Un usage raisonnable consiste à générer un premier jet, puis à le faire relire par un avocat spécialisé en droit du travail ou un conseiller syndical. Cette relecture coûte souvent moins d’une heure de consultation et peut modifier deux ou trois formulations qui changeraient la réception du courrier.

Arrêt maladie et rupture conventionnelle : le calendrier à respecter
La rupture conventionnelle peut être négociée pendant un arrêt maladie, y compris pour burn-out. La Cour de cassation l’a confirmé à plusieurs reprises : un arrêt de travail ne suspend pas le droit de conclure une rupture conventionnelle.
Le point de vigilance concerne le consentement. Si l’employeur propose la rupture conventionnelle pendant que le salarié est en situation de fragilité psychologique, celle-ci pourrait être contestée ultérieurement pour vice du consentement. Cette situation joue aussi en sens inverse : un salarié qui envoie sa lettre trop tôt, avant d’avoir consulté un médecin ou un avocat, peut accepter des conditions défavorables sous l’effet de l’épuisement.
Le calendrier qui protège le mieux le salarié suit généralement ces étapes : stabiliser son état de santé, consulter le médecin du travail en visite de pré-reprise, prendre un avis juridique, puis envoyer la lettre. Précipiter l’envoi par envie de « tourner la page » aboutit souvent à des indemnités inférieures à ce qui aurait été négociable.
Rôle de l’avocat en droit du travail dans une demande de rupture conventionnelle pour burn-out
Lors de l’entretien préalable à la rupture conventionnelle, le salarié peut se faire assister par un conseiller inscrit sur la liste de la Direccte (désormais DREETS) ou par un représentant du personnel. Faire appel à un avocat en amont permet de préparer cet entretien avec une stratégie de négociation claire.

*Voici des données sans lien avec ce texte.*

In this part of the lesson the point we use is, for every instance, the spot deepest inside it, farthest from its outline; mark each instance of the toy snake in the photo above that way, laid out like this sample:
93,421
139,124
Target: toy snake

L’avocat intervient sur trois points que la lettre seule ne peut pas couvrir : le calcul de l’indemnité minimale légale et la marge de négociation réaliste, l’éventuelle qualification du burn-out en maladie professionnelle (qui ouvre d’autres droits), et la rédaction de la convention elle-même, dont les termes engagent définitivement après homologation par la DREETS.
Un salarié en burn-out qui négocie seul, épuisé et pressé d’en finir, accepte fréquemment le minimum légal. La lettre de demande, aussi bien rédigée soit-elle, n’est que la première étape d’un processus où chaque formulation de la convention finale compte.